It’s not from lack of sleep, I probably have the most normal sleep schedule I have ever had in my life…Except two days ago, when I felt so bad that I went to bed at 7pm. But that was a freak incident, (although almost every day I want to go to bed that early).
I’m not really sure what is causing it. I had a blood test, and they didn’t find anything. So I got blood drawn again to check for other things. I’m waiting for the results of that one.
I have been aware that I have a blood disorder called Beta thalassemia. I’ve been told  there are no symptoms that come with it. But I’m pretty positive that’s a load of B.S. Because if something is slightly off with your blood (lack of hemoglobin and oxygen) IT WILL PROBABLY MESS THINGS UP. I don’t know if it’s at all related to what I’m going through right now, but it probably doesn’t help…

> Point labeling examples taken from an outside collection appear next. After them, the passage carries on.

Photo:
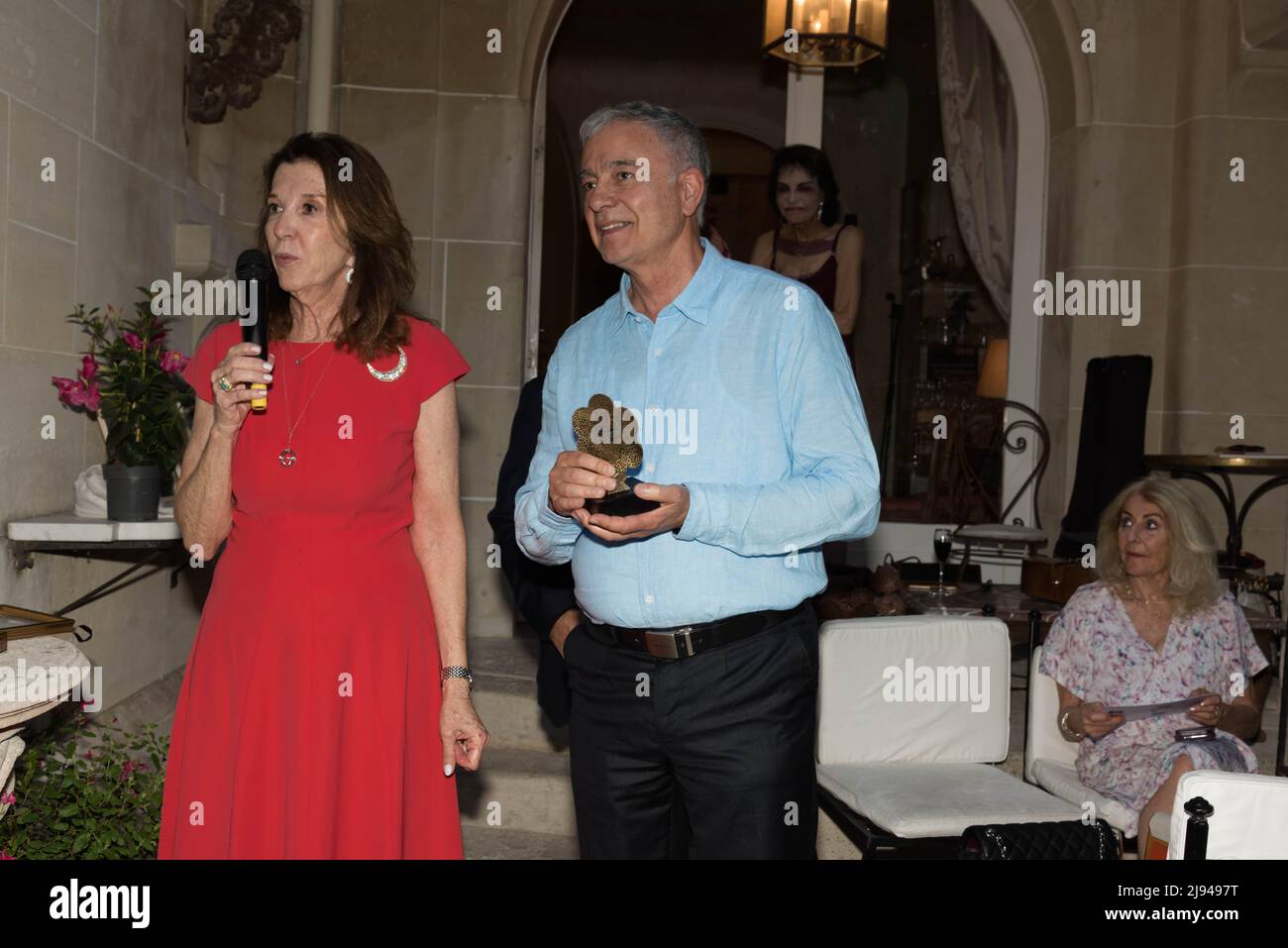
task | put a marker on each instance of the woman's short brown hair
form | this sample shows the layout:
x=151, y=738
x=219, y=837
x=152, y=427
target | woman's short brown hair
x=1193, y=582
x=384, y=270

Oh man. I’m not really sure what’s going to happen with this. How it’s going to be solved, if it’s going to be solved. The thought sometimes enters my mind about being this tired for the rest of my life, and it doesn’t put me in a very good place.  I know it seems like I’m jumping to conclusions, but I’ve dealt with this a lot before. It was just never this bad.

I haven’t been letting it stop me from doing things, though. I just need a lot of recovery time. Which at first made me feel incredibly lazy and guilty. Spending so much time as a burrito of blankets in bed.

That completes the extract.